Le discours des entreprises encore trop lourd, peu différenciant et perçu comme non sincère

Publié le 09 juillet 2008 par Jérémy Dumont

Lourdeur lexicale, discours lénifiants, phrases passe-partout. Le baromètre de la qualité de l'expression juge sévèrement la communication des entreprises.

Les entreprises sont bien souvent des adeptes du copier-coller. Un rapide tour sur les sites Internet des principaux groupes du CAC 40 permet de s'en rendre compte. Les mots " professionnel ", " innovation ", " mobiliser " se répètent à longueur de pages. Et quoi de plus uniforme que les discours de PDG qui ornent les premières pages des rapports annuels ? Ces écrits sont non seulement sans originalité mais parfois totalement abscons.

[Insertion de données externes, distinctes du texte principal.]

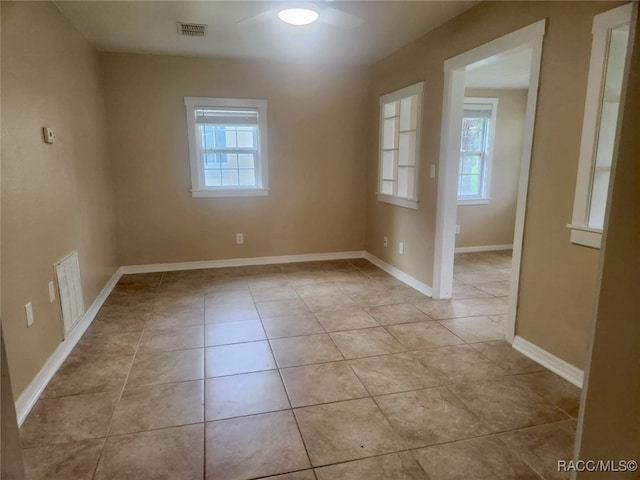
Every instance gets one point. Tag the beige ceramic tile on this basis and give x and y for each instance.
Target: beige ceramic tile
(321, 383)
(485, 458)
(430, 416)
(397, 313)
(347, 319)
(171, 339)
(176, 452)
(167, 367)
(233, 332)
(542, 447)
(69, 419)
(384, 467)
(239, 358)
(254, 446)
(395, 373)
(366, 342)
(475, 329)
(159, 406)
(82, 373)
(247, 394)
(337, 432)
(423, 335)
(305, 350)
(506, 404)
(66, 461)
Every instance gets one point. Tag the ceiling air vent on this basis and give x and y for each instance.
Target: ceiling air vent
(192, 29)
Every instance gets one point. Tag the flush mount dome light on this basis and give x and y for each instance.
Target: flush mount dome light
(298, 16)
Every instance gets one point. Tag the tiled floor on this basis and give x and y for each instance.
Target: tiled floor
(327, 370)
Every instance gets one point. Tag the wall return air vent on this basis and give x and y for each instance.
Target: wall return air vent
(192, 29)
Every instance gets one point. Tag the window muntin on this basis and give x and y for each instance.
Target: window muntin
(478, 125)
(400, 114)
(227, 141)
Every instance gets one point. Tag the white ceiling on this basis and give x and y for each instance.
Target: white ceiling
(509, 70)
(150, 26)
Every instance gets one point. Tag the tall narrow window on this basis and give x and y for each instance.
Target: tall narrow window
(400, 117)
(478, 132)
(227, 142)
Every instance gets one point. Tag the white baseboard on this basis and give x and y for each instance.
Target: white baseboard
(241, 262)
(29, 397)
(400, 275)
(556, 365)
(483, 248)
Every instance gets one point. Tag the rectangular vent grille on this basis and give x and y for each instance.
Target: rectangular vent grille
(192, 29)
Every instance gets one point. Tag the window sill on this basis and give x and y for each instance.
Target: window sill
(236, 192)
(398, 201)
(473, 201)
(586, 236)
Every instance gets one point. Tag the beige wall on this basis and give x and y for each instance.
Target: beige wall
(556, 275)
(610, 418)
(55, 198)
(316, 159)
(494, 223)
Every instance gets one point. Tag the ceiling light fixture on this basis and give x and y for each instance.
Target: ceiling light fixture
(298, 16)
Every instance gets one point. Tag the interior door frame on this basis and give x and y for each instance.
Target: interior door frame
(453, 103)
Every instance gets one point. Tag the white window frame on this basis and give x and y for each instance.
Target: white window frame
(485, 189)
(198, 187)
(407, 202)
(581, 232)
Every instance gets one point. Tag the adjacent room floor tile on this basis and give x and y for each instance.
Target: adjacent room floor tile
(384, 467)
(485, 458)
(68, 419)
(337, 432)
(176, 452)
(430, 416)
(506, 404)
(254, 446)
(247, 394)
(167, 367)
(293, 351)
(321, 383)
(65, 461)
(158, 406)
(366, 342)
(239, 358)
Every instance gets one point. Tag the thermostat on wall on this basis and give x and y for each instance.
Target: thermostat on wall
(49, 134)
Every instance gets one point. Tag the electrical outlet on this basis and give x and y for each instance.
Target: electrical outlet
(52, 292)
(28, 308)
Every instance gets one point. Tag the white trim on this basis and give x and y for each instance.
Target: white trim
(241, 262)
(483, 248)
(530, 37)
(29, 397)
(399, 274)
(558, 366)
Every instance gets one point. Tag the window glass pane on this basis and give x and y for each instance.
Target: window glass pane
(212, 178)
(599, 197)
(388, 187)
(405, 182)
(407, 149)
(245, 160)
(390, 133)
(408, 113)
(389, 165)
(247, 177)
(245, 137)
(230, 177)
(390, 109)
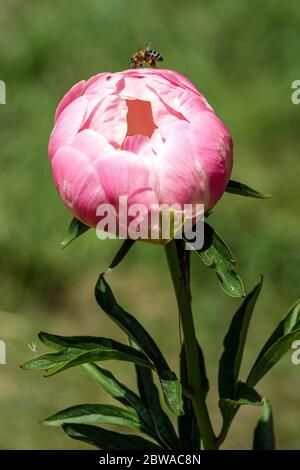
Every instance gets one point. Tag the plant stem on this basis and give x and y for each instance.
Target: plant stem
(178, 261)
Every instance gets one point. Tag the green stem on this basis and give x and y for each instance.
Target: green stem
(178, 262)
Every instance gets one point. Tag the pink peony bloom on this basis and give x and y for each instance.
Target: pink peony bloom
(147, 134)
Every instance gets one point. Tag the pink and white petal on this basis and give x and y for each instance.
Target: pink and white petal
(68, 124)
(103, 84)
(138, 144)
(209, 132)
(192, 105)
(75, 92)
(213, 149)
(125, 174)
(109, 120)
(179, 174)
(165, 104)
(136, 89)
(93, 145)
(78, 184)
(175, 78)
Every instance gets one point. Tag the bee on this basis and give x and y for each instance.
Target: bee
(145, 55)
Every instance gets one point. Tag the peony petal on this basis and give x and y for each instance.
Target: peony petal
(75, 92)
(181, 178)
(126, 174)
(68, 124)
(78, 184)
(92, 145)
(109, 120)
(138, 144)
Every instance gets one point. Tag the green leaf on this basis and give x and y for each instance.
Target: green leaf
(217, 256)
(189, 433)
(279, 343)
(90, 413)
(235, 187)
(169, 383)
(108, 440)
(234, 344)
(244, 395)
(76, 228)
(163, 428)
(122, 252)
(120, 392)
(77, 350)
(264, 437)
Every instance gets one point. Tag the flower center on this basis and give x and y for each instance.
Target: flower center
(140, 118)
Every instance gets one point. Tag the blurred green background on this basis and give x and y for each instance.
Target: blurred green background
(243, 56)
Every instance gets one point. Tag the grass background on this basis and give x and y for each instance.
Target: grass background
(243, 56)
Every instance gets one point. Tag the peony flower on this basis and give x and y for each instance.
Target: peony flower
(147, 134)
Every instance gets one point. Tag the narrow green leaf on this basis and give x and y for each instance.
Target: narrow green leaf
(235, 187)
(163, 428)
(189, 433)
(279, 343)
(217, 256)
(107, 440)
(234, 344)
(119, 391)
(244, 395)
(77, 350)
(170, 384)
(89, 413)
(264, 437)
(126, 245)
(76, 228)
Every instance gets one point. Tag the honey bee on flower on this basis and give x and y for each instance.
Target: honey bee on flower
(145, 55)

Extrait : " Le groupe estime que sa clientèle diversifiée constitue une base d'activités récurrentes de croissance organique supérieure à celui du produit intérieur brut dans un contexte marqué par la montée des exigences de développement durable [...]. " Bel exemple de jargon dont les entreprises sont devenues coutumières. Un " langage chewing-gum ", comme le dit le sociologue Jean-Pierre Le Goff, pour qui " le discours managérial désarçonne d'emblée toute volonté de comprendre ".

Pour tenter d'aider les entreprises à sortir de cette lourdeur lexicale, Jeanne Bordeau, fondatrice de l'Institut de la qualité de l'expression, s'est penchée sur les écrits de sept entreprises, choisies au hasard dans le CAC 40 : Air Liquide, BNP Paribas, Danone, EADS, Renault, Suez et Total. Pour bâtir son baromètre, cette ancienne critique littéraire, devenue consultante en communication, s'est servie pour chaque entreprise de plusieurs supports : le discours du président, le site Internet, le rapport annuel et une sélection de trois communiqués de presse. Ses conclusions méritent d'être méditées par les dirigeants. On peut certes porter au crédit des entreprises un effort de cohérence entre les différents supports écrits et une volonté d'éviter une trop grande technicité dans le discours. Mais elles ont aussi une fâcheuse tendance à décrire une situation toujours idéale, faite de réussite, de croissance et de conquête de parts de marché. Bien loin du " parler vrai " qu'attendent salariés, mais aussi actionnaires.

Autre écueil : l'histoire de l'entreprise est rarement présente, ou alors sous forme de simple chronologie. BNP Paribas présente ainsi 40 pages d'énumération dans la rubrique " Histoire " de son site Internet. " L'histoire de l'entreprise est pourtant un formidable moyen de se différencier, de donner des racines et de mettre en perspective une stratégie, juge Jeanne Bordeau. A l'heure du "storytelling", des anecdotes et des histoires pourraient être introduites, mais on voit rarement ce genre d'audace. " A cet égard, la communication politique, notamment outre-Atlantique, a une bonne longueur d'avance sur l'univers des entreprises.

Mais la différenciation passe aussi par des registres de discours différents : " Les brèves, les citations, les interviews et les points de vue permettraient de casser la linéarité et la monotonie textuelle de cette littérature d'entreprise ", indique le baromètre.

" Les mots utilisés sont usés, le style est souvent plat, mais l'argumentation est, elle aussi, très faible. La communication écrite des entreprises se résume bien souvent à une écriture de la juxtaposition, trop descriptive et qui n'apporte pas une pensée construite ", poursuit Jeanne Bordeau, qui plaide pour l'instauration d'une " charte sémantique " dans les entreprises, au même titre que la charte graphique.